If you needed any persuading as to the value and importance of packshot photography then it's important to look back a little in time. No, further than that. Quite a bit further - several thousand years in fact. Because to appreciate how we operate, react, respond and view the world today we need to look back at our history and development over the last few thousand years.
If you took a human from about 10,000 years ago and placed them in today's society then they pretty much would fit in, assuming you could teach them from an early age. We really haven't evolved much in many thousands of years, and we still carry about our primal instincts and our way of responding to the world around us.
A good packshot photographer knows that a catalogue photo, for all its glossy sleek appearance, is at its heart designed to target our most primal instincts, our base responses and to elicit that reaction from us which will inevitably result in our carrying a slightly lighter wallet around with us. Our world today is so full of text, sound, words and technology that it's easy to forget that all of this is still relatively new - even speech. Certainly our grasp of a written language is very recent indeed, and it was only a few generations ago that it would have been considered most unusual to be able to read and write.
We are, essentially, a predator, and as such our most keen sense is that of sight. Our ancestors would use sight to scan the forest or the plain, to identify quickly any potential threats, and any potential prey. We learned to use visual clues very quickly in order to make snap judgments, and quick decisions. Visual awareness was essential to stay alive.

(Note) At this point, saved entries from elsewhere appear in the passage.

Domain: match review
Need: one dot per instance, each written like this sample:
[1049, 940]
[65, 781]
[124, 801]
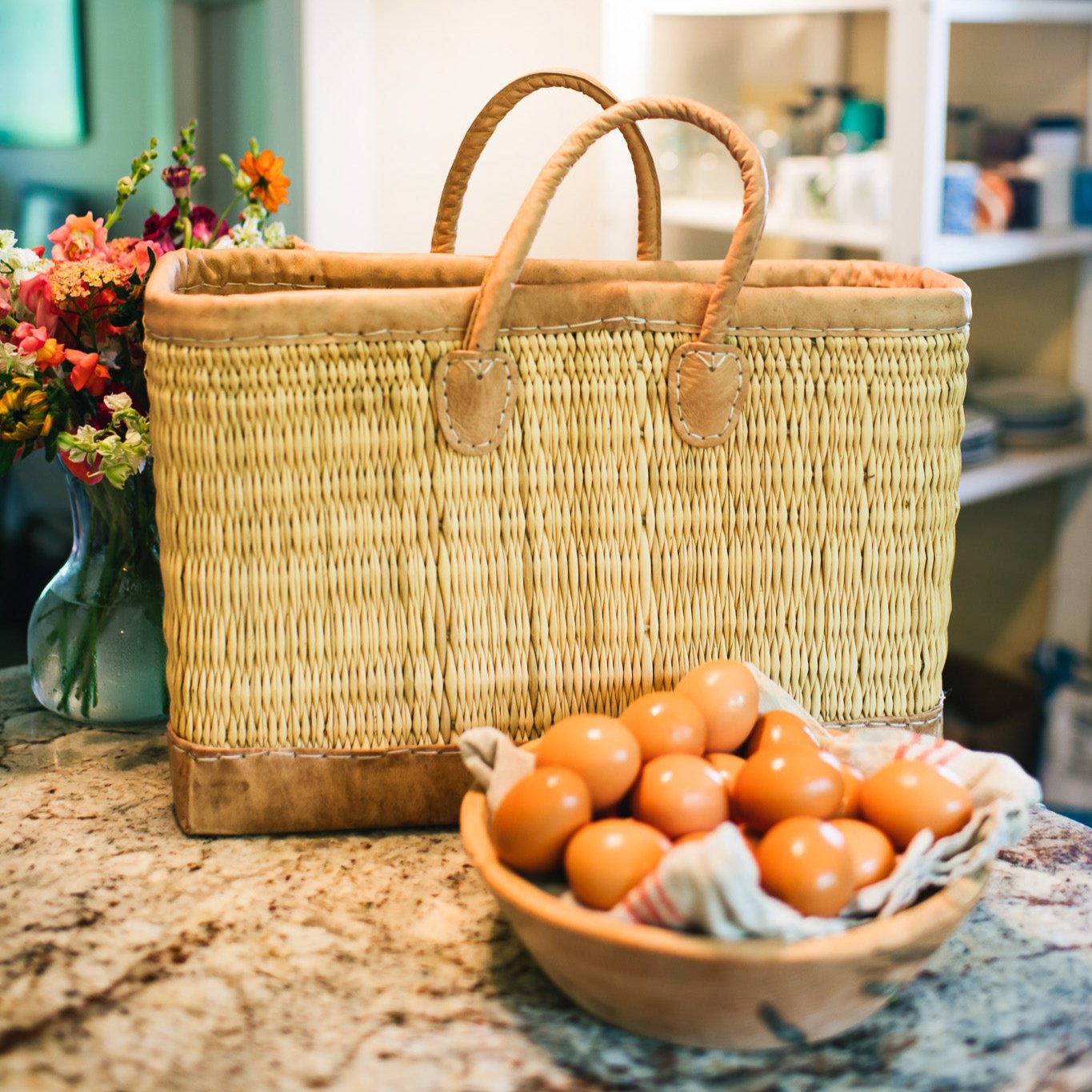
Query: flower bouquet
[72, 383]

Today we don't so much rely upon our sense of sight to watch for prey, since we can have frozen food delivered to our door, and as far as threats are concerned, there's relatively little chance of bumping into a mountain lion in Kettering town centre. However, we still retain those same instincts which saw us survive in the jungles and plains of Africa so many thousands of years ago. Today our visual acuity and our ability to respond without even thinking about it to visual clues is as strong as ever. Good packshot photography can take full advantage of this.
If you want to reach into someone's soul, you have to do it through the eyes. Words can only ever achieve so much, and are mere mathematics for the brain - they have to travel much further to reach the soul. A good catalogue photo needs to bypass logic and numbers, words and insurance options, and just reach out to the inner person and make them want it, feel they need it, and start to respond and react to it in a positive way even without thinking.
Because that's the thing with packshot photography - a good catalogue photo makes you respond before you have had time to think. It's the first reaction which is the more powerful - just as they say that first impressions count. If you see a photograph of something, you can feel desire for it even before your brain has decided that you don't need it, that it can't be justified, that it's too expensive or that you can find a better deal elsewhere. Once you're hooked, just like being a fish, it's very hard to escape.
Exactly how a professional packshot photographer achieves this would take up a mammoth book, perhaps several but it's worth being aware that if you're considering saving money by carrying out packshot photography in house, you may find that the plan backfires. Remember, a catalogue photo needs to do far more than simply show customers what your product looks like. A picture of a tasty boar may well sound attractive, but few of our ancestors would have survived for long on pictures alone. Give your customers what they need - feed them meat, not paper!